One key point is clearer when we see the location of this story in Luke’s Gospel. It follows directly after a parable which is very familiar to us, the story of the Prodigal Son (Luke 15:11-32). Here the younger son of a man demands his share of the family wealth. He goes away and “squanders” his share. In dire straits, he decides to return home to his father. But filled with guilt he determines that he can no longer be regarded as a member of the family, only a slave to his father. Surprise – the father spots the son returning. Overwhelmed with joy, he runs out to gather the wayward one into his arms. No mention of the “squandering”, no mention of the thoughtlessness of the son and his desertion of the family. These two parables shown together are revelations of how God sees us.
As persons, as communities, as a global humanity we are gifted with many resources, much wealth. These are ours to use, in trust from God. How do we use this wealth of resources human, natural, economic? Sometimes we “squander” what we have been given.
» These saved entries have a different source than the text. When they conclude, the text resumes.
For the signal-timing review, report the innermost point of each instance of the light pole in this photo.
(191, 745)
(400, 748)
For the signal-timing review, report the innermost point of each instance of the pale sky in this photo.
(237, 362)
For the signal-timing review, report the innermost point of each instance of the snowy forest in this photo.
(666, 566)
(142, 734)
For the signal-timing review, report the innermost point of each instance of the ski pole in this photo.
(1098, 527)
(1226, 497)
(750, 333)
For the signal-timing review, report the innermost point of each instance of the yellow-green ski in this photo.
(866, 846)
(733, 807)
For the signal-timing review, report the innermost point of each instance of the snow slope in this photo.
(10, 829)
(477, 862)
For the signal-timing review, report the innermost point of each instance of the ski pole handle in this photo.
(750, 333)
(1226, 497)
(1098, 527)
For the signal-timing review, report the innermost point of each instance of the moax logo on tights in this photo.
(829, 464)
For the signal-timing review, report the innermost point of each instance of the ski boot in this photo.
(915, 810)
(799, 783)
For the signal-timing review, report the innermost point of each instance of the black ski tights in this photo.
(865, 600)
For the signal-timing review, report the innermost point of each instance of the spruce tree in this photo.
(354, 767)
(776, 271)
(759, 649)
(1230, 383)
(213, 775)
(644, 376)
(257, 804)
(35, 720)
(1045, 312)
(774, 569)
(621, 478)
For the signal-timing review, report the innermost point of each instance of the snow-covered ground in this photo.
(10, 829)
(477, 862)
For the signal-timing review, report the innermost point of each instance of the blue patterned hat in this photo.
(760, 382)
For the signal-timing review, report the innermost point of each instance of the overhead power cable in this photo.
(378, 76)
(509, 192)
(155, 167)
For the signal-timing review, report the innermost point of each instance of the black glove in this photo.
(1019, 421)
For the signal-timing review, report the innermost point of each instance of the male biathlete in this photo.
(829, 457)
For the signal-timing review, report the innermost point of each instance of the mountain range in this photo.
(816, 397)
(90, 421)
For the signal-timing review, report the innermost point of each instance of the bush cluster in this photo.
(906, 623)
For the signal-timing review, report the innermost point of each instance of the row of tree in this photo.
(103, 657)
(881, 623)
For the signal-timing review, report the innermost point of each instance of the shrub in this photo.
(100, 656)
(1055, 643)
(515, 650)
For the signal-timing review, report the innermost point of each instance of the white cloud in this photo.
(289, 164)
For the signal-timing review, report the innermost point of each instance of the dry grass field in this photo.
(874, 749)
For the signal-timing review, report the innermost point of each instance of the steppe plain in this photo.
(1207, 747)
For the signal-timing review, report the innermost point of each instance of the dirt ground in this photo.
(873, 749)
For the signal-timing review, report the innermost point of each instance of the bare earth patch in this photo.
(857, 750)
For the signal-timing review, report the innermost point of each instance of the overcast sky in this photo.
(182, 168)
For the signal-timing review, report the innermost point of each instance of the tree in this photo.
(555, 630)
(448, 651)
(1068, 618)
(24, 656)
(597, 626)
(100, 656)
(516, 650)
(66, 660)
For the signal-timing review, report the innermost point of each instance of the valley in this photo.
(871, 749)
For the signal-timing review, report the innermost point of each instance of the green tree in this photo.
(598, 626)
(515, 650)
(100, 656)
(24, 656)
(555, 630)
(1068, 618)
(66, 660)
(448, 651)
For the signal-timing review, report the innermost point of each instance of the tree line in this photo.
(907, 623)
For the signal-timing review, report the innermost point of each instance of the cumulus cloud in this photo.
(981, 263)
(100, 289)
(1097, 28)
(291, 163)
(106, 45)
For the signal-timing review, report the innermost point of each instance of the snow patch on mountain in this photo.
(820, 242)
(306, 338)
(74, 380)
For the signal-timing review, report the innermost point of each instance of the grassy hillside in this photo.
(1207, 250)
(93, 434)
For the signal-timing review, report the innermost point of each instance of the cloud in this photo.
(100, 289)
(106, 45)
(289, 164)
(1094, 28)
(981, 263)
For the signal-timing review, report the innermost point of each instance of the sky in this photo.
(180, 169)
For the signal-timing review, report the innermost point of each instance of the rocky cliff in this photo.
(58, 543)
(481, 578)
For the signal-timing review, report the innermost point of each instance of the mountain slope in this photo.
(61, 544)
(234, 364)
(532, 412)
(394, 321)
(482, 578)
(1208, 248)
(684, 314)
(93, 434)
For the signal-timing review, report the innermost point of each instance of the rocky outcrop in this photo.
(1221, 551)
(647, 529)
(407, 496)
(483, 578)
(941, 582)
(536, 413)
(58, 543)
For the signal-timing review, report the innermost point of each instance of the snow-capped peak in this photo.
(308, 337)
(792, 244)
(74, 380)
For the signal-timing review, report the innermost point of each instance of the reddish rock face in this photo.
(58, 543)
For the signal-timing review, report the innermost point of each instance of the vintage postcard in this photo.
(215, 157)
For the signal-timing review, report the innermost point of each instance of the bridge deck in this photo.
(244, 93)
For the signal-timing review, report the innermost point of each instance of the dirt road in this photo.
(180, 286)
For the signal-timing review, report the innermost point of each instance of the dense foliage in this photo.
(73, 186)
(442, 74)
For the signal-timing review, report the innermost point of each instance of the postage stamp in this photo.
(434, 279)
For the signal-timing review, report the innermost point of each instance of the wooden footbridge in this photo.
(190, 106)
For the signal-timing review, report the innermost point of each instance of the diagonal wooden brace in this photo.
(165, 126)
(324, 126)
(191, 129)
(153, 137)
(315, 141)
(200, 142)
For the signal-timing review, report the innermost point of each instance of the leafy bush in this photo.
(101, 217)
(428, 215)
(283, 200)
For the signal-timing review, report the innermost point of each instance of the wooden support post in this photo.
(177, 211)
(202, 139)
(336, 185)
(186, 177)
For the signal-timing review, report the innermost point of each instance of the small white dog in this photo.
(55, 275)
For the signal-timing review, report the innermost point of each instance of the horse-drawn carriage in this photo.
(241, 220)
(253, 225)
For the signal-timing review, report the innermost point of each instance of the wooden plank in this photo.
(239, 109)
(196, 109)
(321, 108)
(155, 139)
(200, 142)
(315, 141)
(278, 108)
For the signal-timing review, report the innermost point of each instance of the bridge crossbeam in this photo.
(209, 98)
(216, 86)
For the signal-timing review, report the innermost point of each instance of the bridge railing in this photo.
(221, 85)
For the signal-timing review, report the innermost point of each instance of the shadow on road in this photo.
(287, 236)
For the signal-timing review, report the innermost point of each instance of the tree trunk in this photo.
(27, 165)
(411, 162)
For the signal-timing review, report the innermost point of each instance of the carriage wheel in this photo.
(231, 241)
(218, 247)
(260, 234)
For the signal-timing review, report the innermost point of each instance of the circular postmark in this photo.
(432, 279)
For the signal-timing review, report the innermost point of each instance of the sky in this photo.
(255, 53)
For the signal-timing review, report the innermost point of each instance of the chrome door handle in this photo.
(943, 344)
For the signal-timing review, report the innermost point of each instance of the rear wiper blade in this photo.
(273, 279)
The temptation to treat it as held only for our own use or to seize it from others can overtake us, as individuals, communities or nations. In this, like the manager or the younger son, we betray the trust.
The two stories reveal God’s response. It is a surprising one. God’s eyes are ever ready to see beyond the failings. The debts and sins, the hurts and broken trust cannot stand in the way of God’s vision. God’s unconditional love ever recognizes the goodness of each and every person, even if the person themselves may be blind to it.
Luke presents us with these two parables as Jesus’ way of proclaiming a faith in God as ever ready to reconcile and heal. The stories express a faith in a God who challenges us with wealth, gifts and resources, in trust. At the same time, they present a God whose unconditional love can see beyond our failures to live up to this trust. It is a love that can see beyond our failures to the goodness with which God has gifted us.
The two parables express a further point, another challenge. The central characters in the stories, the prodigal son and the manager undergo conversions, changes of view and heart. In their own individual ways, each of them begins to see that their life is threatened and that they must change direction. Both recognized that what they thought was theirs, was in fact not something they held in permanence. The young man needed to reconnect with his family. The manager needed to find a new circle of connection with the debtors.
One might question the routes each character took for this change, but Luke indicates that the very effort to undertake a change of heart and direction does begin a rebuilding of trust and connection.